The Monday Morning AI Degradation Your Dashboard Treats As Noise
Pull up your AI feature's latency and quality dashboards and squint. The line is mostly flat with occasional spikes your team has been calling "noise" or "provider weirdness" for months. Now break that same data out by hour-of-day and day-of-week. The noise resolves into a face: every Monday between 9 and 11am Eastern, your p95 latency is 30–60% worse than it is on a Saturday night, your cache hit rate dips 10–20 points, your retry rate doubles, and your token spend per task quietly climbs. The dashboard wasn't lying. It was averaging.

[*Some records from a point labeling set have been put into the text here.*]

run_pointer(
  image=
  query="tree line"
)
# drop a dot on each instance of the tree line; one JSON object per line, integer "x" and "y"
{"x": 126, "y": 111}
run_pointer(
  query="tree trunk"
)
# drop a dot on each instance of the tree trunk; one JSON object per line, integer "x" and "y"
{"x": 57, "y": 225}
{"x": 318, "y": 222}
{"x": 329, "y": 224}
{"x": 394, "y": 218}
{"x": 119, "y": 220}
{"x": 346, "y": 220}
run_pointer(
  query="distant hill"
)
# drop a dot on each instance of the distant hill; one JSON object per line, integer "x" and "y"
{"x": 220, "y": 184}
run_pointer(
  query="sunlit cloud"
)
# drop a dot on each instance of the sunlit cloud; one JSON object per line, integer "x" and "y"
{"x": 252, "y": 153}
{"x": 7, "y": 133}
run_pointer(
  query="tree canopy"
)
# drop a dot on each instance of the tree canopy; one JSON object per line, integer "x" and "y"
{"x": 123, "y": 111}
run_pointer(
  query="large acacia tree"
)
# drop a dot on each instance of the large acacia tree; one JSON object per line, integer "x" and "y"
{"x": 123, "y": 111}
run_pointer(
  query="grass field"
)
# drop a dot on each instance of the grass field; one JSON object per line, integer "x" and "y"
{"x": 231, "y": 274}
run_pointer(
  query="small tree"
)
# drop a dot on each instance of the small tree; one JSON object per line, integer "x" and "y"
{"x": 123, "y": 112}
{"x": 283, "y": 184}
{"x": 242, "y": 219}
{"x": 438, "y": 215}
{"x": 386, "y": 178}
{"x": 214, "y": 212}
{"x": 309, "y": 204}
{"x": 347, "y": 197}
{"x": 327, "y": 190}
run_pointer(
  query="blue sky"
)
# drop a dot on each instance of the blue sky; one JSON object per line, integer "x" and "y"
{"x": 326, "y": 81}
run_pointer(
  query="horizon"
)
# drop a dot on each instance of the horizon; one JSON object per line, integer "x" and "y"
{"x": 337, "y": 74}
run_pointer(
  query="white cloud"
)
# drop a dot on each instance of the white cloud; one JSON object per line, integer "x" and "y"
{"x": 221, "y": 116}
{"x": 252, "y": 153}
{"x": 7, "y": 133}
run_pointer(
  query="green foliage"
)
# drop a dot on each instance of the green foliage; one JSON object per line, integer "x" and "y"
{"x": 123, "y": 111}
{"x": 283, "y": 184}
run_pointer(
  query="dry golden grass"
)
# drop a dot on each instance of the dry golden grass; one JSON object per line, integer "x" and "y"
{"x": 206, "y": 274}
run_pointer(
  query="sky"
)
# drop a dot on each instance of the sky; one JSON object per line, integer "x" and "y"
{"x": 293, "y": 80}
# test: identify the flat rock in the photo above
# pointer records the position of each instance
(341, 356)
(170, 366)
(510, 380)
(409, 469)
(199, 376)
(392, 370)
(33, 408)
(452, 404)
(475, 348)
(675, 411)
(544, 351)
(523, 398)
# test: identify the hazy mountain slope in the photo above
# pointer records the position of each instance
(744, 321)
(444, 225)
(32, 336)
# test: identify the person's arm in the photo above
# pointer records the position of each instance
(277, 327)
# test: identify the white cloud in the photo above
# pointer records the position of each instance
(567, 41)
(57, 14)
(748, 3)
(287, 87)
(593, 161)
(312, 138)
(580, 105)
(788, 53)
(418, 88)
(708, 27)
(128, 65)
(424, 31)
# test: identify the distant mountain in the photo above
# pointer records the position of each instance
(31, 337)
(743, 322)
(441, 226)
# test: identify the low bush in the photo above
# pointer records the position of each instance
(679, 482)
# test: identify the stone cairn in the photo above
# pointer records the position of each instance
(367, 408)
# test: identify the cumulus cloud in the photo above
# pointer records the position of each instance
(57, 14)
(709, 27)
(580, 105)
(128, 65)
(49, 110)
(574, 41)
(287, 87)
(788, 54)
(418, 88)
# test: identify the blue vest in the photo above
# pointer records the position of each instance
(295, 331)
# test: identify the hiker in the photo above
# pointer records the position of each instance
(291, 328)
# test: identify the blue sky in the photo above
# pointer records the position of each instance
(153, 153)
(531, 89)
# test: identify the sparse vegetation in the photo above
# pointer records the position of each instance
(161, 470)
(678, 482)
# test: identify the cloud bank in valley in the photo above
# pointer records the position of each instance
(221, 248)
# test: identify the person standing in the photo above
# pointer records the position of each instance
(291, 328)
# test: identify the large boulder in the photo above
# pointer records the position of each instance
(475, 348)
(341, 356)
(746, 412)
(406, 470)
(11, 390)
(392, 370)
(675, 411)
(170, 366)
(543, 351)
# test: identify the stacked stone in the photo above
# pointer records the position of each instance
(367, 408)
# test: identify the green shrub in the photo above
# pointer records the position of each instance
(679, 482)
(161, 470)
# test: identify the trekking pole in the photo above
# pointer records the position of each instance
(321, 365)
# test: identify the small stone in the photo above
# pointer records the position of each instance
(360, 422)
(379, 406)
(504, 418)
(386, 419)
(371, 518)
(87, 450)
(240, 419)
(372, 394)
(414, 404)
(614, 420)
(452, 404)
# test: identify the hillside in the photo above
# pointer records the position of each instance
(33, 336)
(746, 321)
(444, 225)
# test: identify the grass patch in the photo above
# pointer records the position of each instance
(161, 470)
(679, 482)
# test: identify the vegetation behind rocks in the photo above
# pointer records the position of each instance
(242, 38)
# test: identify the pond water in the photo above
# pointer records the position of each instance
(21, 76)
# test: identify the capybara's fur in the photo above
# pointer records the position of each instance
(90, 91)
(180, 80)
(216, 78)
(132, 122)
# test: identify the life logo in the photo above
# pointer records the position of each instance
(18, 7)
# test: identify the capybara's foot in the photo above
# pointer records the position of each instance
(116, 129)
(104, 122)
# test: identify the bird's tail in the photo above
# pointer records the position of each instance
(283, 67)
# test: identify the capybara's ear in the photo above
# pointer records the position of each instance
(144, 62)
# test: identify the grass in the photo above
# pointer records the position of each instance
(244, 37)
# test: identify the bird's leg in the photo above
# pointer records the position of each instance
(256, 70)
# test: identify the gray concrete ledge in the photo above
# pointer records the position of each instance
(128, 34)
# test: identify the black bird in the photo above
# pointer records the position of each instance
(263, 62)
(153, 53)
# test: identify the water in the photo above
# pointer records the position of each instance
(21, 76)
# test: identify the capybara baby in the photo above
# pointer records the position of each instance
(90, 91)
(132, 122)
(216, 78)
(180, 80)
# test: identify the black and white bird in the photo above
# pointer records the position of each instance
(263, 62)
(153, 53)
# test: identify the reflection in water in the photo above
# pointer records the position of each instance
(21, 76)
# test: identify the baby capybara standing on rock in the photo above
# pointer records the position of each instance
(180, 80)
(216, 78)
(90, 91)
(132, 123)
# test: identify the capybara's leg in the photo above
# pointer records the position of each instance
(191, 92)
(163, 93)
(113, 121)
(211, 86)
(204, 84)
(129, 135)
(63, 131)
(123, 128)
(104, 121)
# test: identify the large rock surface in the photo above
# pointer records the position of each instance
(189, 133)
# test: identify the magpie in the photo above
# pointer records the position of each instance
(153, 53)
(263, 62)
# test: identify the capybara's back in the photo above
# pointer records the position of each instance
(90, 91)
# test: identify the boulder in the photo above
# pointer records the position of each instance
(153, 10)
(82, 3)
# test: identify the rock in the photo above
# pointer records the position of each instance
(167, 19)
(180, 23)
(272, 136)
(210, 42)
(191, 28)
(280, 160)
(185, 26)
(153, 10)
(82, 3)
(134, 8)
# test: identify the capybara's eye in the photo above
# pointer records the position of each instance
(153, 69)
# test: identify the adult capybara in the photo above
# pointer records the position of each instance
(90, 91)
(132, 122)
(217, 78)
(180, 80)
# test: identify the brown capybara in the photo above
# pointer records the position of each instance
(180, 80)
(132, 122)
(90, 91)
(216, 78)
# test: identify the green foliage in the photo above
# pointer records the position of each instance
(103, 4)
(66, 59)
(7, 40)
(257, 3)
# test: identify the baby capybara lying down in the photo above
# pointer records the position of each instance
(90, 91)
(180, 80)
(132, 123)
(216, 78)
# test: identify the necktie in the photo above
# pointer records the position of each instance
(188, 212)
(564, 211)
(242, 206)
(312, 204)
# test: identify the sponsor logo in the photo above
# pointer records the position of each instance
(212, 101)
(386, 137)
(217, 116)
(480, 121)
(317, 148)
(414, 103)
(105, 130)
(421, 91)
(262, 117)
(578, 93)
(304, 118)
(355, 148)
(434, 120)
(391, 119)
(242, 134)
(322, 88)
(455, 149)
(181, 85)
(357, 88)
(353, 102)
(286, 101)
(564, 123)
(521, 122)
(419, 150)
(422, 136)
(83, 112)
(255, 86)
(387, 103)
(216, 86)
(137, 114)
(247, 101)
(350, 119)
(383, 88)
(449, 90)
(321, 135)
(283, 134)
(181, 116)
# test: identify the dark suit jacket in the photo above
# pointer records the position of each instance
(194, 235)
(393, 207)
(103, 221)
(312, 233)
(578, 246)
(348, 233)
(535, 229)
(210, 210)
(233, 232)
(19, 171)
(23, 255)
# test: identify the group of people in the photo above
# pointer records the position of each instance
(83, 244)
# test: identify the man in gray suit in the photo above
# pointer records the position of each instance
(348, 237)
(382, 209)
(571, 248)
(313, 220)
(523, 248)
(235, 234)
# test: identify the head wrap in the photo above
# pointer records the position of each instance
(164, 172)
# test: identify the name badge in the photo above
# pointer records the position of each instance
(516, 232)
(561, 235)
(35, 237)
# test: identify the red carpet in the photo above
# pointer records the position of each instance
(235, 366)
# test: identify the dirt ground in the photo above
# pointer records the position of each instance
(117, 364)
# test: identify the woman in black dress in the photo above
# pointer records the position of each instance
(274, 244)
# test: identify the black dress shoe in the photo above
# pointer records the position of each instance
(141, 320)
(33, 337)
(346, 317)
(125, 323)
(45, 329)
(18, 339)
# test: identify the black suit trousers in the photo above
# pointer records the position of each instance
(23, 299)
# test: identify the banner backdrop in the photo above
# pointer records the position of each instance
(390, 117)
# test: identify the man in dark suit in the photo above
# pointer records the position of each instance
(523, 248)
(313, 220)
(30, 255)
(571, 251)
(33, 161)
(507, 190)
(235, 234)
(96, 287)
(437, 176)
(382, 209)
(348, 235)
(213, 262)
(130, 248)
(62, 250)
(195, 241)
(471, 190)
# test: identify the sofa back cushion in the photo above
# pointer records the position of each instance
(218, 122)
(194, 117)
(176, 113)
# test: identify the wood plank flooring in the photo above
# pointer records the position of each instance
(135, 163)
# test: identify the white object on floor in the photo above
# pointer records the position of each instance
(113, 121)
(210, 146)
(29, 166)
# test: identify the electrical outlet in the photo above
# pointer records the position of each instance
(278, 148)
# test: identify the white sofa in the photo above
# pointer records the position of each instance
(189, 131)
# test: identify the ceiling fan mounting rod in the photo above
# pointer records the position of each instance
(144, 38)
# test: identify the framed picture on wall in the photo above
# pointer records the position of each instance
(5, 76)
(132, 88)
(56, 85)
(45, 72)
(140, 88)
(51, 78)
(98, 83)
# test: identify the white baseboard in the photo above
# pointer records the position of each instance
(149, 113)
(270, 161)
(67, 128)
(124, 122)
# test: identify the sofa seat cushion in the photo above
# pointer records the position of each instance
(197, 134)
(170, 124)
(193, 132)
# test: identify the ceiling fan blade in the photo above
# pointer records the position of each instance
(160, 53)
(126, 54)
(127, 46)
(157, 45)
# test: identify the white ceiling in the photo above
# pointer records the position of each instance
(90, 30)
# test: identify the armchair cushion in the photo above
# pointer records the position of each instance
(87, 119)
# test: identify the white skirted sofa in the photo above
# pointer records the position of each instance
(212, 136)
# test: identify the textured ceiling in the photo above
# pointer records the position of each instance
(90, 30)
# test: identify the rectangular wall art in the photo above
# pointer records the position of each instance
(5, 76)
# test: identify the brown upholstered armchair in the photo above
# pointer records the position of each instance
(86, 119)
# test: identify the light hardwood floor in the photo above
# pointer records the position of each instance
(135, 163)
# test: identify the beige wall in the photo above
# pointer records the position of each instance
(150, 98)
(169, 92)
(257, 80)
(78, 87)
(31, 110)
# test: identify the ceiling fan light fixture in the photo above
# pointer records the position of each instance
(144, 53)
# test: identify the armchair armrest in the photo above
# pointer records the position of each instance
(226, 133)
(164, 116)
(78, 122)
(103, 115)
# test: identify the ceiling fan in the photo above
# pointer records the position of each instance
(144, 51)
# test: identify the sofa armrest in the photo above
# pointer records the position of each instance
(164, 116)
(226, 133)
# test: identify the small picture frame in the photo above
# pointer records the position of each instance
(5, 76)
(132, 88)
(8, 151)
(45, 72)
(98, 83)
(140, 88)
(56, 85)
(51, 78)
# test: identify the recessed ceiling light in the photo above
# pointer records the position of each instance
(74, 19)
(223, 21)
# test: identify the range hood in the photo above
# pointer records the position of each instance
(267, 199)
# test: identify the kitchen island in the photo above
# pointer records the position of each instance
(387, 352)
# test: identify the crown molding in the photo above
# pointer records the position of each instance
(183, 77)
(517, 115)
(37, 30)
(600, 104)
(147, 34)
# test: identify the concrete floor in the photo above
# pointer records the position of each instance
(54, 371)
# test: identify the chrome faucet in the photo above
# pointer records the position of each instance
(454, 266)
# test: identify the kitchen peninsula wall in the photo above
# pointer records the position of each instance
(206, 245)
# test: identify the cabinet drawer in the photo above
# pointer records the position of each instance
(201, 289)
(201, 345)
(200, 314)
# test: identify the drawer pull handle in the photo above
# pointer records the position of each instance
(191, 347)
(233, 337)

Most teams discover this pattern the way you discover a slow leak: by tracing the cost back from a quarterly bill nobody can explain. The instinct is to call it provider flakiness, file a ticket with the inference vendor, and move on. But the pattern isn't really about your LLM provider. It's about the fact that your AI feature now sits on top of a stack of shared, time-of-day-sensitive systems — the model API, the embedding API, the dependent SaaS tools your agent calls, the customer's own infrastructure on the receiving end of webhooks — and the cyclic load patterns of every one of them compose. You inherited the diurnal curve of an entire dependency chain, and your dashboard is showing you the average of all of them.